What can’t be overlooked is the fact that many people will put a freestyle video through a YouTube to MP3 converter or avoid listening to it all together. If they have an endless supply of music on a streaming app which provides offline listening and doesn’t require your phone to be unlocked, then only the most dedicated fans will walk around directly listening to a YouTube video.
In this situation, nobody wins. If the freestyle is converted to an MP3 file, that person probably will watch the video far less, and if it’s too inconvenient to listen to on the move, it will again get shelved.
This is where Spotify and Apple Music come in. If a majority of UK rap freestyles were made available on streaming platforms, more benefits are realised. For that to happen, there need to be a model in place that compensates all parties fairly, namely, the rap platform, the artist and the streaming platform.
I’m not entirely sure of the financials, but here, all three parties are providing value, so all have a reason to be compensated for, and if we’ve seen it happen a few times, why doesn’t it happen more?
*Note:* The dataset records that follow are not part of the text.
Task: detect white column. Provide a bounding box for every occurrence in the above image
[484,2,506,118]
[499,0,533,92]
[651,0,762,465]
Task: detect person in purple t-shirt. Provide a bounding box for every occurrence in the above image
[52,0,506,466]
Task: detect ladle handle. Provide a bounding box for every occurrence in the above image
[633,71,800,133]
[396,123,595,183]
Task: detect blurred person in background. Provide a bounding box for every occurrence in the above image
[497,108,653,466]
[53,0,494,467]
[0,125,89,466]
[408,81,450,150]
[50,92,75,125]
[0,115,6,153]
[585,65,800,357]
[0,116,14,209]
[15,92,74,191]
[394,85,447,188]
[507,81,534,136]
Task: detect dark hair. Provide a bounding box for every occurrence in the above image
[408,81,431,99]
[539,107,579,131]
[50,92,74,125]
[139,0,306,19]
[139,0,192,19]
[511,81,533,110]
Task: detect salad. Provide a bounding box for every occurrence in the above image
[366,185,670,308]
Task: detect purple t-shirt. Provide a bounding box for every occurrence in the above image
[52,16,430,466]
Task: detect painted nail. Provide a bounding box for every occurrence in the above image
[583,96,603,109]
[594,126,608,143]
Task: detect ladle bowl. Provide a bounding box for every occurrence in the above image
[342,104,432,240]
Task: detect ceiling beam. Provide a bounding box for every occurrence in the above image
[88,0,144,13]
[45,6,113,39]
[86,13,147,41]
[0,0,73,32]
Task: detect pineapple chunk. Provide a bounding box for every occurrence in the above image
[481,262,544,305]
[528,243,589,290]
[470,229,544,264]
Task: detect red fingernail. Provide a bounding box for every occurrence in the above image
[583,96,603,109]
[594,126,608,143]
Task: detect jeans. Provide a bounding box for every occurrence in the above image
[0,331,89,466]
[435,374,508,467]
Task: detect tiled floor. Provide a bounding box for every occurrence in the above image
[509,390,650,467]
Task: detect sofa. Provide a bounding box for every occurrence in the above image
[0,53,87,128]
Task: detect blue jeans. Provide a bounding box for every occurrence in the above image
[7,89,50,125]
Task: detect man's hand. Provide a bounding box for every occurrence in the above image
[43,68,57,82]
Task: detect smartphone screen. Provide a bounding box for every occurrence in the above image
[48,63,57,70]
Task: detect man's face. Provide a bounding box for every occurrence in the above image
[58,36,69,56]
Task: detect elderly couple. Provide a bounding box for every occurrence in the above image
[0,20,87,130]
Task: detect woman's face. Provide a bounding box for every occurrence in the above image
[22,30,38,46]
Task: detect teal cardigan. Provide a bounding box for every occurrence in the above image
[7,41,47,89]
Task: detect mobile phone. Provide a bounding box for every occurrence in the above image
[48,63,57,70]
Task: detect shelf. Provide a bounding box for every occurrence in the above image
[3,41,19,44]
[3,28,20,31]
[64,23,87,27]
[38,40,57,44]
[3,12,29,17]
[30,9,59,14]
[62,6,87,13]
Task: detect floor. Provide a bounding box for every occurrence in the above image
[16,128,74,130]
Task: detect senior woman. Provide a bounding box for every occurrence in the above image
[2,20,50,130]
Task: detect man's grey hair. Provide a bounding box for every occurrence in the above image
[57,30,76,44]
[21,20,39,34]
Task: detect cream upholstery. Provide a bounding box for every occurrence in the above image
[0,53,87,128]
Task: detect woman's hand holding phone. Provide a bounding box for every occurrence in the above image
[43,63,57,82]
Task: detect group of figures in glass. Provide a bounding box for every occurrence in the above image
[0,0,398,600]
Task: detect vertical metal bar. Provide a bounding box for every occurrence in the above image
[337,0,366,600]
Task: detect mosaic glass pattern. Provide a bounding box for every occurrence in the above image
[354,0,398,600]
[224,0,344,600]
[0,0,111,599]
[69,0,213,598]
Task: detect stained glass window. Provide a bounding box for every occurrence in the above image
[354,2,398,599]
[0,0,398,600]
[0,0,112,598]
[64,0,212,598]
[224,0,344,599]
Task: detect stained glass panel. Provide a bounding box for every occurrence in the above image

Spotify now has more listeners than Radio 1, reaching the ears of over around 10m people in the UK, with over 50m paid subscribers globally. Spotify have excelled in promoting urban music and their ever-growing user base brings many advantages. If a freestyle could be streamed, listeners could connect with it more, as they can now easily listen to it without restriction while enticing them to listen to more of that artist’s music.
Apple Music are said to have a user base half the size of Spotify’s, with around 27m paid subscribers as of June 2017, which is still more than enough users to bring about benefits that can help YouTube videos go a lot further. If streaming platforms are in the business of providing as much of the best music as possible, then it makes sense to have the earliest material of future stars, as well as a range of ‘underground’ content, making for a more complete offering.
The artist and YouTube channel combine to provide the music and the streaming platforms provide a medium for that music to reach a wider audience. A caveat to this argument is that if the music went straight to Spotify or Apple Music, then why bother watching the music video? The response to that would be that people consume content differently. Not everyone streams music and not everyone watches music videos, but people do convert YouTube videos into MP3 files, and they don’t always repetitively listen to freestyles.
Freestyles have been and continue to be a popular part of the fabric within urban music in the UK, streaming services have huge audiences and we’ve already seen a few crossovers between YouTube channels and streaming platforms. So, is it time to turn that flickering fire into a full-blown blaze and make more, if not all, UK freestyles available on streaming services like Spotify and Apple Music?